Ему мерещились волны, белое на сером, он звал мать: мама, не уходи, не бросай меня, не отдавай меня, мне скоро сделают руки и ноги, если отдашь, меня зарежут, мусенька, мамулечка, хоть привиденьицем приди ко мне, возьми меня в Раушен! Он просился в это не ведомое никому место, как просился бы в рай, да она и была для него царевна Царства Небесного.
Приходила Евгения Жерехова: тихо, тихо, вот сейчас от жара примочки сделаем, спирт, уксус, травы, плохо, что только на лоб и на виски, надо бы на запястья, да ведь нет у него их. Княгиня на ночь, чтобы не видели врачи, вешала на спинку кровати Мальчика иконки: Пантелеймон Целитель, Никола Угодник, Ксения Блаженная. Мальчик температурил, он умолк, лежал с закрытыми глазами, обведенными нездешней тенью. Вернувшийся из командировки Мирович сидел вечерами у кровати его и говорил с ним.
— Да он вас не слышит!
— Он меня слышит.
Он говорил — чтобы спал жар — о прохладных лугах на рассвете, тумане и росе на закате, холодном песке пляжей Раушена, о купании в море, подолгу описывая остужающую соленую воду, ее солнечно-зеленую глубину, морских коньков, медуз, дельфинов; о зимних безлюдных заповедниках лесов, где падают с веток глухари и засыпают в снегах. Мирович читал стихи, то, что помнил, пропуская строфы; читал и Гумилева, и когда дочитал последнее четверостишие полузабытого им, фрагментами всплывающего в памяти текста:
И таинственный твой собеседник,
Вот я душу мою отдаю
За твой маленький детский передник,
За разбитую куклу твою…
Мальчик открыл глаза.
Глава восемнадцатая
Птюшки-печенюшки. — «Они никто и ничто». — Кто мы, коринфяне? — Битье посуды и потрясение ремнем. — «У них другая психика». — Блюка и разблюканя. — «Не плачьте о нас!» — Отец Жан Ванье.

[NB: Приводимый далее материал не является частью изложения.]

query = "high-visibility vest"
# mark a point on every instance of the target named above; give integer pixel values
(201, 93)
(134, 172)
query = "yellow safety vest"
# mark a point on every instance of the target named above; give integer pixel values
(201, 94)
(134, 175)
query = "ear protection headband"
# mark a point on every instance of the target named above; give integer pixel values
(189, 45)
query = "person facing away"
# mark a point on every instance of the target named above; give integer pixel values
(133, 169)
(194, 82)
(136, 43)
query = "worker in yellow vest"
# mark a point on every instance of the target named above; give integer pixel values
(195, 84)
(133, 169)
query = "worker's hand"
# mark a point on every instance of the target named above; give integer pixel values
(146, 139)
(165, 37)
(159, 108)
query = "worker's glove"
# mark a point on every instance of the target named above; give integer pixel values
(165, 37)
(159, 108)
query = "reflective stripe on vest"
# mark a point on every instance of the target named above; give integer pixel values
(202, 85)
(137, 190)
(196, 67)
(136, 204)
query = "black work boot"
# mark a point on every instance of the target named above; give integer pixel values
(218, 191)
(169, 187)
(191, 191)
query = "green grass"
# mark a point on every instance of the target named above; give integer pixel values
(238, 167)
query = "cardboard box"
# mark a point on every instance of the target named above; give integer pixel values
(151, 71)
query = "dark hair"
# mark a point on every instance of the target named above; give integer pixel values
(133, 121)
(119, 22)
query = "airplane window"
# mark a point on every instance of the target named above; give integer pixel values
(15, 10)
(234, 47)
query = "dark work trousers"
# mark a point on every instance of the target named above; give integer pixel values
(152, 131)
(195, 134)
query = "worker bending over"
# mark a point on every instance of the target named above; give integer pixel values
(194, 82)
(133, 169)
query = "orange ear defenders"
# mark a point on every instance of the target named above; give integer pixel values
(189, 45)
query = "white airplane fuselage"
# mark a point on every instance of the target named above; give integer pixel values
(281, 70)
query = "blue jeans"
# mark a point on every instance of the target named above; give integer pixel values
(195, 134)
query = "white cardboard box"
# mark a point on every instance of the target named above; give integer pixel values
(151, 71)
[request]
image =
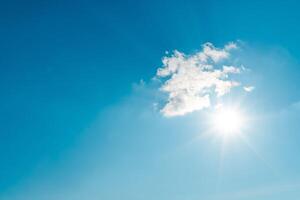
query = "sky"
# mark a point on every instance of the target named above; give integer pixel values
(113, 100)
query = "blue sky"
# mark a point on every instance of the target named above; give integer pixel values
(77, 122)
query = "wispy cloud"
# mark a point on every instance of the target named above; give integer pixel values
(191, 80)
(249, 88)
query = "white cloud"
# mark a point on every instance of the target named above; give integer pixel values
(249, 88)
(191, 80)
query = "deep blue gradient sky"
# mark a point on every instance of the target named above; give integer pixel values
(73, 124)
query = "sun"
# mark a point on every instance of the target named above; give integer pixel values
(227, 121)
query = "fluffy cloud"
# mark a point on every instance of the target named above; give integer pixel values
(191, 80)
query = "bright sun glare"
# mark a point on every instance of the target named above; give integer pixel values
(227, 121)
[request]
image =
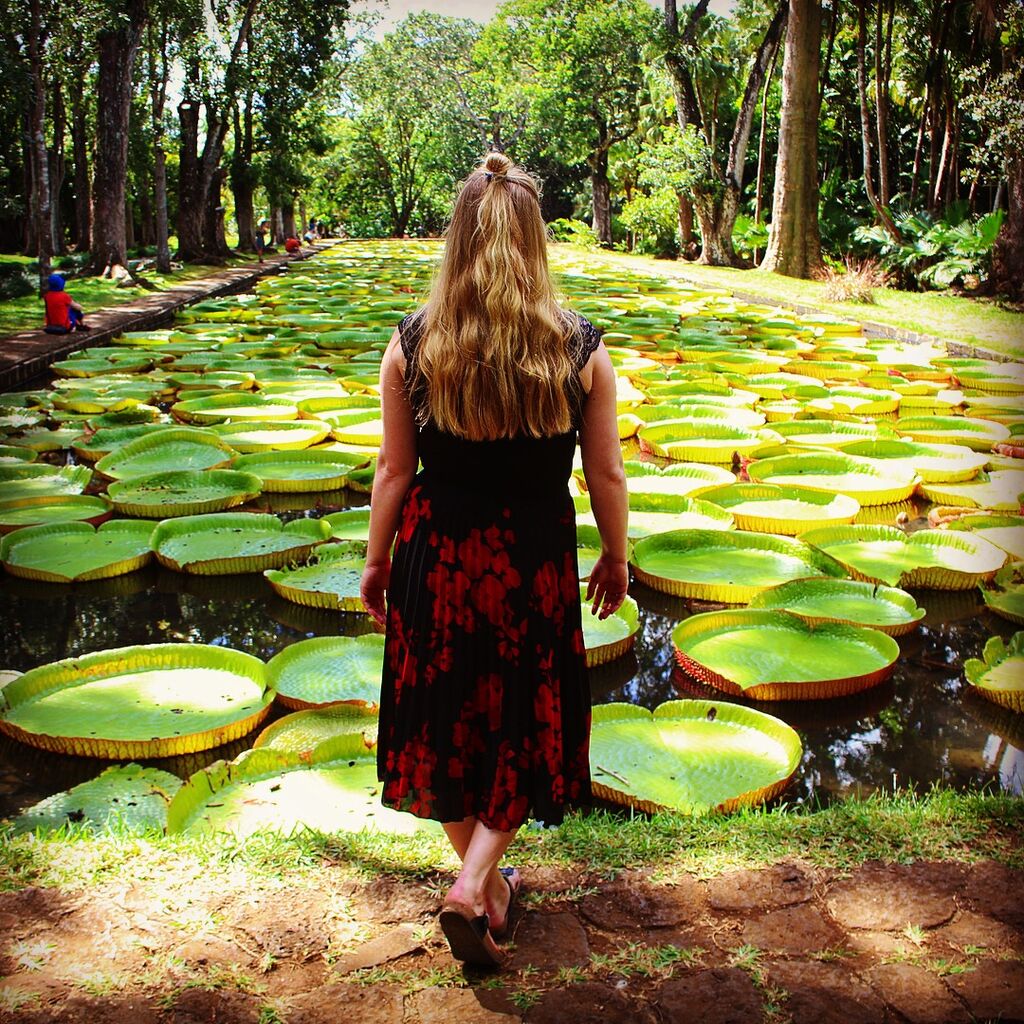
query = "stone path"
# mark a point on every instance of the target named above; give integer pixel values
(29, 353)
(925, 943)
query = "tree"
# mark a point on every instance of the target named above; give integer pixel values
(794, 244)
(117, 44)
(583, 64)
(717, 194)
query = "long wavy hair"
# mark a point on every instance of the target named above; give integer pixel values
(495, 355)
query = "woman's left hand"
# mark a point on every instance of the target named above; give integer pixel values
(373, 587)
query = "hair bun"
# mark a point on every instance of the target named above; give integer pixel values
(497, 164)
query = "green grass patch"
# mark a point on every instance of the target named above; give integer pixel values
(95, 293)
(939, 825)
(972, 322)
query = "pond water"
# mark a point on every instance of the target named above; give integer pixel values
(921, 727)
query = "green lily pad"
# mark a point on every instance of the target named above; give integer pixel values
(122, 795)
(71, 508)
(690, 756)
(329, 670)
(165, 452)
(69, 552)
(768, 508)
(935, 559)
(331, 581)
(301, 731)
(226, 543)
(183, 493)
(147, 701)
(851, 601)
(300, 471)
(1005, 594)
(606, 639)
(868, 481)
(775, 655)
(722, 565)
(331, 788)
(998, 675)
(266, 435)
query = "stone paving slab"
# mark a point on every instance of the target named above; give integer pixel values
(28, 354)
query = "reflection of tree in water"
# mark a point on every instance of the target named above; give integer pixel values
(911, 731)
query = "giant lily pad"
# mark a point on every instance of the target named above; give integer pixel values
(1005, 594)
(775, 655)
(851, 601)
(331, 581)
(768, 508)
(998, 675)
(333, 787)
(147, 701)
(70, 552)
(690, 756)
(870, 482)
(935, 559)
(71, 508)
(122, 795)
(606, 639)
(998, 489)
(265, 435)
(164, 452)
(300, 471)
(183, 493)
(329, 670)
(236, 542)
(699, 440)
(722, 565)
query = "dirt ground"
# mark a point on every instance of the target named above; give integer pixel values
(928, 943)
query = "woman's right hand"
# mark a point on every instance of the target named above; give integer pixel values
(609, 580)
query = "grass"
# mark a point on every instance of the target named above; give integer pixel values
(939, 825)
(94, 293)
(974, 322)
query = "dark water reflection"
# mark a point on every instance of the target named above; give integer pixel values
(921, 727)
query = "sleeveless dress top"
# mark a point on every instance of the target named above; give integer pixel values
(484, 699)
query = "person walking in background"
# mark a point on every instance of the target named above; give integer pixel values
(62, 312)
(484, 714)
(260, 239)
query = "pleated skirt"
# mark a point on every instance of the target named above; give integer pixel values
(484, 698)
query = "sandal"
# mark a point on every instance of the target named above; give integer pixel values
(514, 881)
(468, 936)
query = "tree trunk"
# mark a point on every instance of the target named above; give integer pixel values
(57, 167)
(601, 188)
(80, 153)
(717, 215)
(1008, 253)
(865, 126)
(40, 162)
(795, 243)
(117, 49)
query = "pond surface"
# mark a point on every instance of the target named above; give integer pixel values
(921, 727)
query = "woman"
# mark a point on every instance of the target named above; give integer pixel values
(484, 701)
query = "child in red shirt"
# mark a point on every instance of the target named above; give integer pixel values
(62, 312)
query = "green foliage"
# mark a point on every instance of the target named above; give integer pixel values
(935, 252)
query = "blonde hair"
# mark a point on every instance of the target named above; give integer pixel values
(495, 359)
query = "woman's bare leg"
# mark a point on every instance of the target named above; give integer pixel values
(479, 885)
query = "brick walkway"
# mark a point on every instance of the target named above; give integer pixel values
(28, 353)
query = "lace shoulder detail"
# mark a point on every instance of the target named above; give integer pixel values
(585, 341)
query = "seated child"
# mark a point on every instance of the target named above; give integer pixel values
(62, 312)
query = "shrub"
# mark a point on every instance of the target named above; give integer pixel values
(577, 231)
(854, 281)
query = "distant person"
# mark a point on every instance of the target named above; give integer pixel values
(260, 239)
(62, 312)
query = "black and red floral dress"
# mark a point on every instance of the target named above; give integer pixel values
(484, 698)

Княгиня приносила мелкое печенье, птюшки-печенюшки, которое пекла не только на Благовещение, жаворонки размером с колибри, одна изюминка четырем птичкам на глазок. В моем ночном дачном сне, одном из нелюбимых повторяющихся снов, покойники ели рыбу. А между мисками с этой рыбой стояли вазоны цветного стекла с мини-жаворонками Княгини. Я проснулась почти без голоса, утомленная сновидением своим, и позвонила Орловым.
— Ты помнишь, как тогда Мальчик болел после операции?

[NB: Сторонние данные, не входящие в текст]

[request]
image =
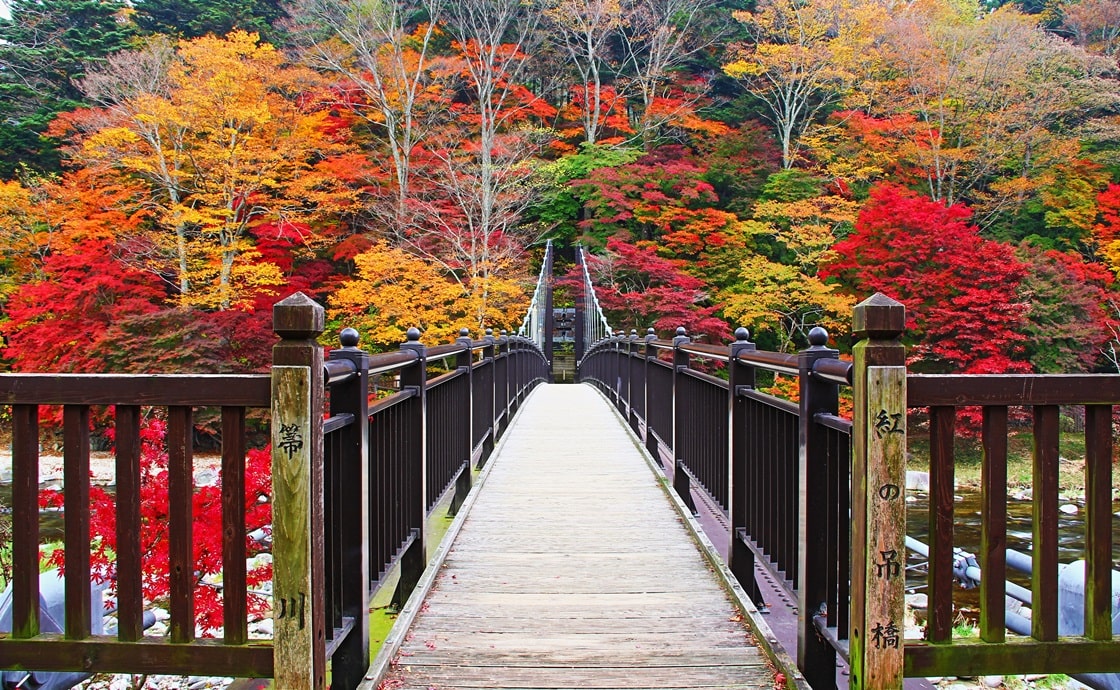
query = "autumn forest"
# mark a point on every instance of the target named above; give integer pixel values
(171, 168)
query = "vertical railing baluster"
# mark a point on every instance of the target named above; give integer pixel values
(299, 635)
(25, 520)
(681, 407)
(649, 354)
(413, 379)
(180, 519)
(1044, 524)
(462, 420)
(129, 578)
(76, 516)
(942, 431)
(740, 378)
(1099, 522)
(994, 525)
(351, 660)
(633, 383)
(815, 655)
(234, 589)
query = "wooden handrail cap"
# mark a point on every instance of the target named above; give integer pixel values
(298, 317)
(878, 317)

— В первый раз или во второй?
— В первый.
— Жене Болотов тогда объяснил: у инвалидов без рук и без ног, даже у самых легких, одноруких, — неполный круг кровообращения, отличающийся от обычного, потому и болеют они на особицу. Услышавший это Лугаревич сказал: «Все-то у них не так, и они никто и ничто».